Ricky salió del bungalow y Virgy no pudo por menos que preguntar:
—¿Es un poco cretino?
—Tiene un IQ de 160.
—¿Ciento sesenta? ¡Eso es una inteligencia extraordinaria!
—Pues Ricky la tiene natural, sólo que para los idiomas es fatal y como siempre anda sonriendo y además es tan grandote, parece tonto, pero no le plantees ningún problema complicado porque te vas a sentir en ridículo tú misma.
—Todo esto es sorprendente. ¿Y tú quién eres, en realidad?
—¿Yo?
—Sí, tú.
—Meses Pacific Savage; con Moses, o Savage, es suficiente.
—¿Savage, el reportero de los escándalos?
—El mismo. Mi objetivo, ahora, es hacerle un reportaje a Rusell. Muchos lo han intentado, desde que huyó de Los Ángeles de California, pero ninguno lo ha conseguido.
—¿Y tú lo conseguirás?
—Espero que sí.
—¿Y te estás jugando la vida por un reportaje?
—Mal reportero sería, si no lo hiciera así.
—Savage, no te imaginaba tal cual eres. En tus reportajes nunca salen fotografías de ti mismo y, en general, todos los reporteros suelen aparecer en sus propios reportajes.

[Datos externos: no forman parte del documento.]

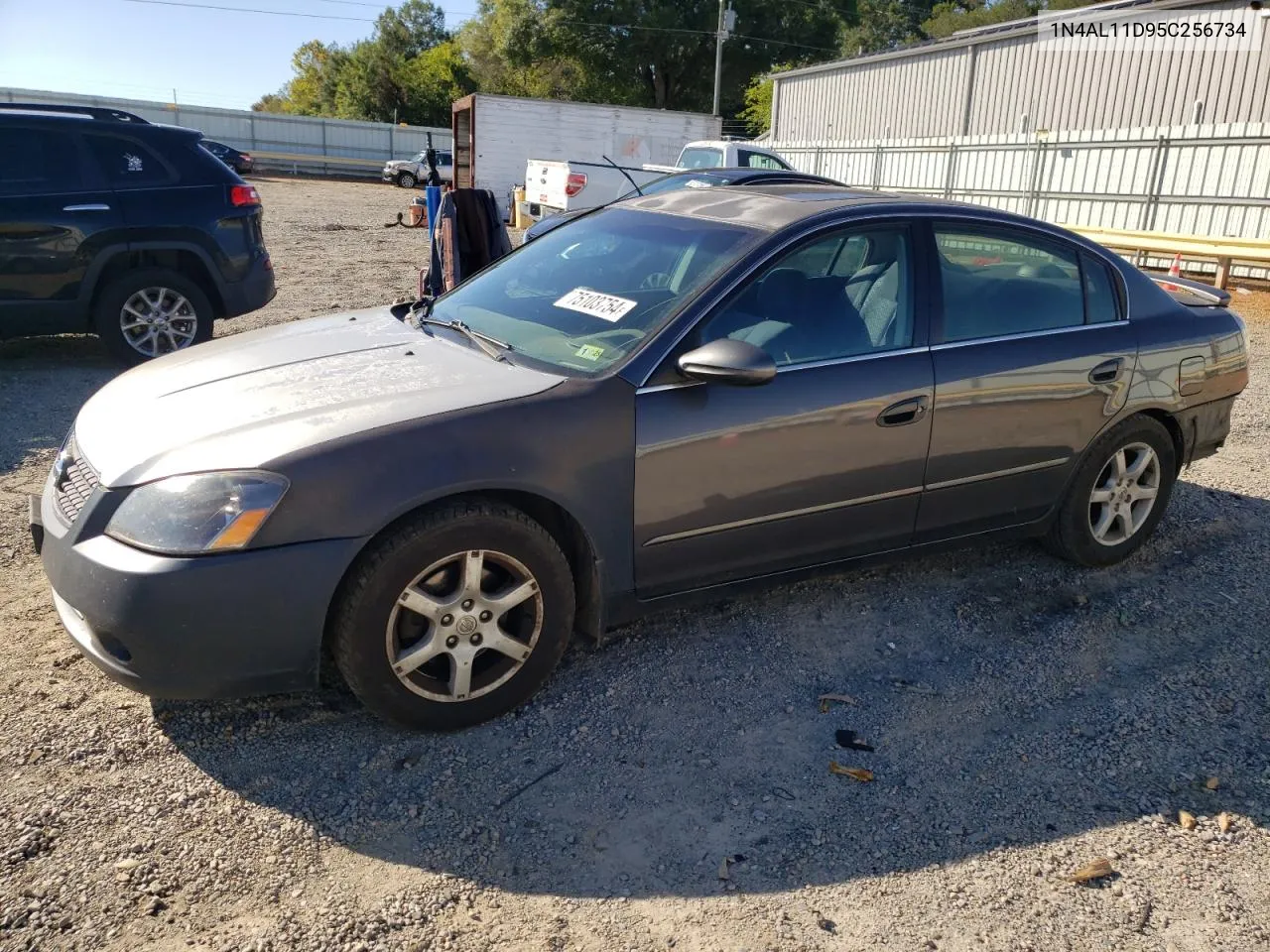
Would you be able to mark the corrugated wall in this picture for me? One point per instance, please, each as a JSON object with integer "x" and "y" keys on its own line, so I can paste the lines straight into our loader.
{"x": 1002, "y": 85}
{"x": 370, "y": 143}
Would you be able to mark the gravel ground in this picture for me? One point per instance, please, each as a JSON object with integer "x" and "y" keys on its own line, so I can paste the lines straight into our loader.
{"x": 1028, "y": 717}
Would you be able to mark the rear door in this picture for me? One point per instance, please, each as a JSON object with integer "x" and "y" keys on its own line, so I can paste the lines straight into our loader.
{"x": 1032, "y": 358}
{"x": 55, "y": 216}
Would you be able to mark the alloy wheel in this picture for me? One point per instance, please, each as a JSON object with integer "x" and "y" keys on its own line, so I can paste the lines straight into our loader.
{"x": 1124, "y": 494}
{"x": 463, "y": 626}
{"x": 158, "y": 321}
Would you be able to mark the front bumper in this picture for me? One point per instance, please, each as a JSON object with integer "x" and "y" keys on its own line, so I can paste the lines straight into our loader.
{"x": 252, "y": 293}
{"x": 209, "y": 627}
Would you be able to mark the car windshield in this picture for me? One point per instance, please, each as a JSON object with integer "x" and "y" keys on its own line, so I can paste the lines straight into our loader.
{"x": 675, "y": 181}
{"x": 581, "y": 298}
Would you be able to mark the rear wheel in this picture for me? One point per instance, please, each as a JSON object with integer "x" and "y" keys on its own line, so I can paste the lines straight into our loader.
{"x": 150, "y": 312}
{"x": 1118, "y": 497}
{"x": 453, "y": 619}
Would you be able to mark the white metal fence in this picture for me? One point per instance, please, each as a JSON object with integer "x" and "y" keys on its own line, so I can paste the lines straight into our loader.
{"x": 1205, "y": 180}
{"x": 284, "y": 143}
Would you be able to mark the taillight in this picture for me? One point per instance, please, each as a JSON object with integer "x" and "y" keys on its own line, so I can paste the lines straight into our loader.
{"x": 243, "y": 195}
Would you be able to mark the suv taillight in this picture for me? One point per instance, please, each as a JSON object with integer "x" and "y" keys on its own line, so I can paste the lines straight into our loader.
{"x": 243, "y": 195}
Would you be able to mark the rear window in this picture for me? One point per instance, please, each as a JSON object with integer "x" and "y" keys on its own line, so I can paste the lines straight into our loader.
{"x": 128, "y": 164}
{"x": 37, "y": 162}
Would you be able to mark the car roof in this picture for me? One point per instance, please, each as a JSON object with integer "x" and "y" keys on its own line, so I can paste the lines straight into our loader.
{"x": 769, "y": 207}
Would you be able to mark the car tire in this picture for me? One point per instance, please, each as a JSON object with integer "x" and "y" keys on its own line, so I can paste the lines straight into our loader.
{"x": 1109, "y": 512}
{"x": 407, "y": 597}
{"x": 189, "y": 311}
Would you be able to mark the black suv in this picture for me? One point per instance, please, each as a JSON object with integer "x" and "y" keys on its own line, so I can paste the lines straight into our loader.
{"x": 122, "y": 227}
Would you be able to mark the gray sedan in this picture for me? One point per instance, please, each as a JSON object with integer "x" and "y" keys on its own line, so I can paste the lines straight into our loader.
{"x": 670, "y": 398}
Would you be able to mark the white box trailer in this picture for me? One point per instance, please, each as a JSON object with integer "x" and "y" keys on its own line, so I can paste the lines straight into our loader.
{"x": 495, "y": 137}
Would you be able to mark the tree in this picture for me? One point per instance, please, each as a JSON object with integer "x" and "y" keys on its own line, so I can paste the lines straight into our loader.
{"x": 431, "y": 82}
{"x": 885, "y": 24}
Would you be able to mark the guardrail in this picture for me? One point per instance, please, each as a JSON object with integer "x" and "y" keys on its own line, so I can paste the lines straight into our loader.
{"x": 1225, "y": 252}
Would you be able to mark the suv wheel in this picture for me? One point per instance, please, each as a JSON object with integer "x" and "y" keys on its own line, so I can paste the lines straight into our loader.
{"x": 453, "y": 619}
{"x": 1118, "y": 497}
{"x": 150, "y": 312}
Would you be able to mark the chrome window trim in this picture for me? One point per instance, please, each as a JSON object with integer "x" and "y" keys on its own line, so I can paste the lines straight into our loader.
{"x": 1012, "y": 471}
{"x": 778, "y": 517}
{"x": 1021, "y": 335}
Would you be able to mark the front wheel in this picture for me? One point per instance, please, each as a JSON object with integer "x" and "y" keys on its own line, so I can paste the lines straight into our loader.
{"x": 453, "y": 619}
{"x": 1118, "y": 497}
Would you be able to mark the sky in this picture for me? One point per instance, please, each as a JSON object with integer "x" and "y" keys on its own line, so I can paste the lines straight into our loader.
{"x": 146, "y": 50}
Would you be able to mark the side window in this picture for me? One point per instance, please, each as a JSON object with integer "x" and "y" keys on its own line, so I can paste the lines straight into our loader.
{"x": 37, "y": 163}
{"x": 127, "y": 163}
{"x": 1000, "y": 281}
{"x": 1101, "y": 303}
{"x": 757, "y": 160}
{"x": 842, "y": 295}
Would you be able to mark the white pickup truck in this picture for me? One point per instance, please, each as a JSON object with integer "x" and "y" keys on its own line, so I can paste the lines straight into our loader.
{"x": 553, "y": 186}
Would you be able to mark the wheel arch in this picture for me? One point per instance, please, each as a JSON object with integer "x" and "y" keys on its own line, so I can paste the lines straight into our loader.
{"x": 579, "y": 551}
{"x": 189, "y": 261}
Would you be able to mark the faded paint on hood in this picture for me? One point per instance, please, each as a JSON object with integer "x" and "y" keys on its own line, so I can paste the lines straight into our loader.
{"x": 243, "y": 402}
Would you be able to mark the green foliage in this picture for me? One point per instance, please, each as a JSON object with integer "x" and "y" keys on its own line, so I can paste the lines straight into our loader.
{"x": 412, "y": 67}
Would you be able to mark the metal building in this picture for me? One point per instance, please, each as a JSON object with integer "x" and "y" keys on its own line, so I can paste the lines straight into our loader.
{"x": 998, "y": 80}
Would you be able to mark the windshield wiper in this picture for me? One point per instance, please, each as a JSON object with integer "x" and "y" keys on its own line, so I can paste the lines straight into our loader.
{"x": 484, "y": 341}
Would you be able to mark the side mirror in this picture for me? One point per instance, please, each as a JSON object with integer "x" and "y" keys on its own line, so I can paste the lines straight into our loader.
{"x": 726, "y": 361}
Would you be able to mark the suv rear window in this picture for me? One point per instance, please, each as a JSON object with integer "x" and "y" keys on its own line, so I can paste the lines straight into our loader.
{"x": 127, "y": 163}
{"x": 37, "y": 162}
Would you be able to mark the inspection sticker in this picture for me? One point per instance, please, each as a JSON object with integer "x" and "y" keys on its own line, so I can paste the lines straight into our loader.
{"x": 597, "y": 303}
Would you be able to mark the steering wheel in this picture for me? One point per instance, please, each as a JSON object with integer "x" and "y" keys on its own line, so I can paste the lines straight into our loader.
{"x": 656, "y": 281}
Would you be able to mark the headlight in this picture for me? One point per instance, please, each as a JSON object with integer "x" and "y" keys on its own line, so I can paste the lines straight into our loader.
{"x": 209, "y": 512}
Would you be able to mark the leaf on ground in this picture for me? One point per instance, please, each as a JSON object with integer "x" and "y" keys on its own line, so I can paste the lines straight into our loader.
{"x": 826, "y": 701}
{"x": 856, "y": 774}
{"x": 1092, "y": 871}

—Será que no soy demasiado vanidoso.
—Si salieras así, tal como eres, tendrías un éxito entre el elemento femenino.
—¿Y cómo soy?
—Si me dejas que te bese, podré saberlo un poco mejor. Después de todo, estoy muy agradecida.
—¿Me permites un momento?
—Sí, claro.
Savage buscó un mechero que no empleaba para encender cigarros, puesto que no fumaba. Cogió entre las uñas uno de los tornillos y jaló de él, convirtiéndolo en una antenita.
—Atención, atención, «Día» llama a «Sol». Atención, atención, «Día» llama a «Sol». Tras aguardar, se escuchó una voz inconfundible.
—Aquí, aquí «Sol», escu… escucho, «Día», cambio.
—Trae la cena dentro de un par de horas, atiende bien, dentro de un par de horas. Mientras, no dejes que nadie se acerque a «Día», cambio.
—Que… que lo paséis bien, cambio, fuera.
—¿Ves como no tiene nada de tonto? —le dijo Savage a Virgy.
Dejó el micro emisor-transmisor en el suelo, acercándose al sofá donde la mujer aguardaba, con los labios ardientes y trémulos. Empezaba a sentir un suave calor y pensó que el judogi sobraba.